On the Saturday evening I visited the rink to conduct interviews, I was astonished at the sight of countless teens lined up around the corner to get into the institution. Upon entering the rink I was greeted by everyone I walked pass with a “hello” or a smile. It was the same kind of friendly atmosphere that I had become accustomed to 14 years ago. There were kids everywhere; they were ordering food at the snack bar, getting skates at the skate exchange, stuffing their belongings into lockers, and whizzing around the rink on their roller skates.

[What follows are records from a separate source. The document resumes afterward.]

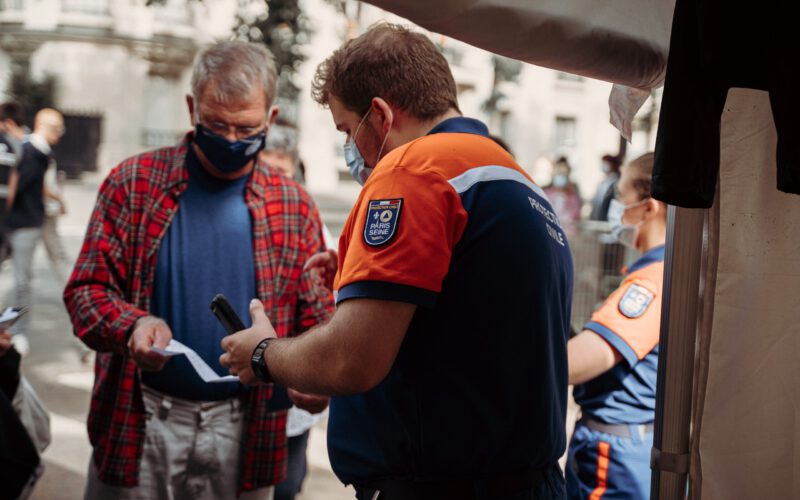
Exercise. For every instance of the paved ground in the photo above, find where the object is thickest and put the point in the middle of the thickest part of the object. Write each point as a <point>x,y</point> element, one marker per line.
<point>63,380</point>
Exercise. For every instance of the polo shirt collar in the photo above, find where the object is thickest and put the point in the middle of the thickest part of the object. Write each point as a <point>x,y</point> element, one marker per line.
<point>461,125</point>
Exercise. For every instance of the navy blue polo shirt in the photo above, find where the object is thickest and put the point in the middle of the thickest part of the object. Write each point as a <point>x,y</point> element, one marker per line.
<point>451,223</point>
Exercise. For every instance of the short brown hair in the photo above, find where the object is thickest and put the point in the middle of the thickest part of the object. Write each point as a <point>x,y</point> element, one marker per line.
<point>641,174</point>
<point>389,61</point>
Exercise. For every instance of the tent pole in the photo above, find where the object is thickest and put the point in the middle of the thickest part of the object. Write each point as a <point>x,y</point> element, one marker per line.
<point>679,316</point>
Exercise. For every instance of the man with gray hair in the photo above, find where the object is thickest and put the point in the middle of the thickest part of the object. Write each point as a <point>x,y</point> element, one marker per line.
<point>171,229</point>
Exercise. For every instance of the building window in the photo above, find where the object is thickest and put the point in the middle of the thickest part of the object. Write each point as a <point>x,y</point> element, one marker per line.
<point>568,77</point>
<point>566,132</point>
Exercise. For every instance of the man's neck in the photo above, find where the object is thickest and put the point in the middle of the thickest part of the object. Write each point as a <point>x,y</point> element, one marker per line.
<point>415,129</point>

I interviewed a few patrons and asked them what Chez Vous meant to them. They each responded using the same word to describe essence of the historical rink: family. Upon mentioning the possibility of the rink shutting down, they all expressed a deep sadness. One patron in particular, Dominic Smith of Dorchester, 23, stressed the importance of Chez Vous as a means to keep young kids off of the streets and away from the violence that has plagued Boston neighborhoods over the last several years. Unfortunately, the closing of the center could become a reality since the rink has been experiencing some financial trouble for quite some time.

Greer Toney, the owner of Chez Vous, spoke candidly about her passion for the kids in her community, and her dedication to improving the lives of those she comes into contact with. She also spoke about the various support programs Chez Vous offers to children and adults. The “Homework Dinner” Club is an after school program that provides kids with homework assistance and meals. There are also weekly self-improvement groups for men and women.

Chez Vous proves to be more than just another staking rink. It is a true asset to the black community and serves our youth in ways that encourage them to think positive, value education, and respect themselves and others.